CMPS 260: CFL Closure Properties

The theorem IDs correspond to Linz.

Theorem 8.3: CFLs are closed under union, concatenation, and star closure.
Proof:
Union: Suppose that G₁ and G₂ are CFGs that generate languages L₁ and L₂, respectively. Without loss of generality, assume that their start symbols are S₁ and S₂, respectively, and that the two grammars have no nonterminal symbols in common. Form a new grammar G that includes all the productions of G₁ and G₂. Also include a new nonterminal, S, to serve as the start symbol of G. Its productions are S ⟶ S₁ | S₂.

Obviously, if S₁ ⟹* w in G₁, then S ⟹ S₁ ⟹* w in G. Similarly for derivations in G₂. Hence L(G₁) ∪ L(G₂) ⊆ L(G). As for inclusion the other way, it is clear that every derivation in G begins with either the step S ⟹ S₁ or the step S ⟹ S₂, so S ⟹* w implies that either S₁ ⟹* w or S₂ ⟹* w.

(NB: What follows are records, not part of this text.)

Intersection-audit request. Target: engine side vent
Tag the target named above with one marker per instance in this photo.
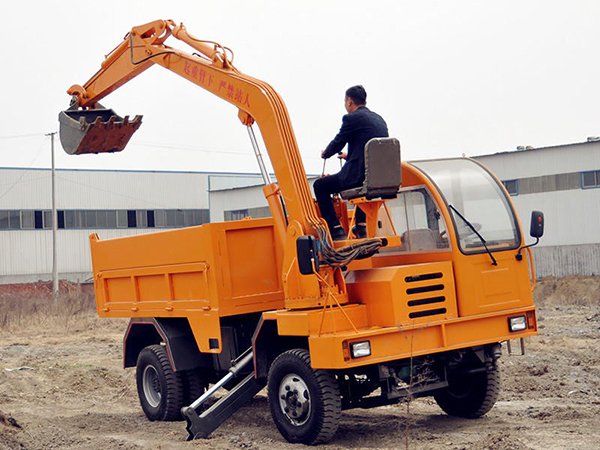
(427, 295)
(431, 312)
(423, 277)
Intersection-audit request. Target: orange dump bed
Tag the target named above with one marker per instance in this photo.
(203, 273)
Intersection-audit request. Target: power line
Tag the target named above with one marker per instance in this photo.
(25, 171)
(199, 149)
(18, 136)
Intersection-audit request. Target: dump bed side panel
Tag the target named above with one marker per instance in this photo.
(201, 273)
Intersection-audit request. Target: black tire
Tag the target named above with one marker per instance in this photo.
(194, 385)
(311, 397)
(470, 396)
(160, 388)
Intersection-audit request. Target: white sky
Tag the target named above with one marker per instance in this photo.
(449, 77)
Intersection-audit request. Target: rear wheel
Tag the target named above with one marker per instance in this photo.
(305, 402)
(160, 388)
(470, 396)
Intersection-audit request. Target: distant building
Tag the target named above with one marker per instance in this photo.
(110, 203)
(562, 181)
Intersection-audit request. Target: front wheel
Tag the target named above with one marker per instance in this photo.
(305, 402)
(470, 396)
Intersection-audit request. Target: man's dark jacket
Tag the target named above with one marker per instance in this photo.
(357, 129)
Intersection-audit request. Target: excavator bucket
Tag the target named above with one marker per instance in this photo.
(98, 130)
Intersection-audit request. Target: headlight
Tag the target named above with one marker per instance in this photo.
(518, 323)
(360, 349)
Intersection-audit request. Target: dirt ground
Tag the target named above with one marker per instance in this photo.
(77, 396)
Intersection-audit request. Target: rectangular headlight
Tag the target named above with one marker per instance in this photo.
(360, 349)
(518, 323)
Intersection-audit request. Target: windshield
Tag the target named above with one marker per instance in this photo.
(477, 196)
(414, 216)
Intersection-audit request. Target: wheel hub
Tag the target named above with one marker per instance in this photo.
(294, 399)
(151, 384)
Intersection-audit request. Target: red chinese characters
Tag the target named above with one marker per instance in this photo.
(229, 90)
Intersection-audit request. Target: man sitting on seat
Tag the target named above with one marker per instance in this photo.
(358, 127)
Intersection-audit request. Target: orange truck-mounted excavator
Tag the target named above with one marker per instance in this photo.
(420, 307)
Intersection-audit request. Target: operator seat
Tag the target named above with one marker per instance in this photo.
(383, 175)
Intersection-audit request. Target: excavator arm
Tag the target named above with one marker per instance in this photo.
(94, 129)
(211, 68)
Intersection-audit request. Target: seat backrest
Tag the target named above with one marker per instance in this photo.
(383, 174)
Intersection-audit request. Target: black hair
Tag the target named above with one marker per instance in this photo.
(357, 94)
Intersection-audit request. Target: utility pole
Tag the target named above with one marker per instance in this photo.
(54, 225)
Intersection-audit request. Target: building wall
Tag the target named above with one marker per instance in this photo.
(26, 255)
(236, 199)
(550, 181)
(544, 161)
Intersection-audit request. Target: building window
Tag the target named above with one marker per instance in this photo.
(141, 219)
(512, 186)
(590, 179)
(122, 219)
(27, 220)
(95, 219)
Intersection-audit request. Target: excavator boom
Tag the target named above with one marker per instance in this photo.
(87, 129)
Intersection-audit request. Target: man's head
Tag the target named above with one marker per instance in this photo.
(355, 96)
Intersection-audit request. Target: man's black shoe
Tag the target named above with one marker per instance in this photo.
(338, 234)
(360, 231)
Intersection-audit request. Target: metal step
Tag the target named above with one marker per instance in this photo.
(200, 426)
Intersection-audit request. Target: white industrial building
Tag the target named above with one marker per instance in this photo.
(110, 203)
(562, 181)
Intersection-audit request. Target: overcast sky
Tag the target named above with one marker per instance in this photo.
(449, 77)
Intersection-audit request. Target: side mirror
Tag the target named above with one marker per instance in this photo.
(307, 249)
(537, 224)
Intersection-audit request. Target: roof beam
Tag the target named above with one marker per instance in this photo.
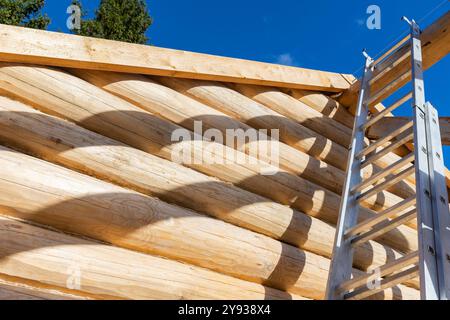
(389, 124)
(435, 46)
(63, 50)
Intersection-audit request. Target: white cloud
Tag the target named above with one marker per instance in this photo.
(286, 59)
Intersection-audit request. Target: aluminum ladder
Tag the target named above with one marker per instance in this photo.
(429, 204)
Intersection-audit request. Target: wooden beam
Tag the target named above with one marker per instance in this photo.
(389, 124)
(63, 50)
(435, 46)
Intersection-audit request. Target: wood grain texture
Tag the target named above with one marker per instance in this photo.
(299, 112)
(13, 288)
(48, 195)
(63, 50)
(54, 259)
(81, 150)
(106, 114)
(254, 114)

Concatenation: Follow the construction for union (see above), except in the last step make the new grammar's start symbol have only one production: S ⟶ S₁ S₂.

For every x ∈ L(G₁) and every y ∈ L(G₂), there is a leftmost derivation in G that looks like this:

S ⟹ S₁S₂ ⟹* xS₂ ⟹* xy

Hence every string in the concatenation of L(G₁) and L(G₂) is in L(G). Going in the other direction, every leftmost derivation in G looks like what is shown above, and thus every string derivable from S is in L(G₁)·L(G₂).

Kleene/Star Closure: Take a CFG G that generates CFL L. Suppose that its start symbol is S. Now a new CFG G' with start symbol S' having the productions S' ⟶ λ | SS'. It is left to the reader to supply a proof that L(G') = (L(G))^*.

Theorem 8.4: CFL's are closed under neither intersection nor complement.
Proof: Consider the CFL's {aⁿbⁿc^m | n,m ≥ 0} and {aⁿb^mc^m | n,m ≥ 0}. (We can devise CFG's for each of them, or PDA's, to convince ourselves that each one is a CFL.)

Their intersection is the canonical non-CFL {aⁿbⁿcⁿ | n ≥ 0}. It follows that CFL's are not closed under intersection.

As for complement, consider, again, the canonical non-CFL. Its complement is

{a^kb^mcⁿ | k≠m ∨ k≠n} ∪ L((a+b+c)^*(ba + ca + cb)(a+b+c)^*)

which is the union of two CFLs and hence a CFL. (Every regular language is a CFL, so the second operand of ∪ above is a CFL.)

A different way to prove the result is to show that, if the class of CFLs were closed under complement, then it would also be closed under intersection. Because we know that the consequent of that implication is false, it must be that the antecedant is false as well. (This is proof by contradiction: you show that a falsehood follows from the negation of what you want to prove.)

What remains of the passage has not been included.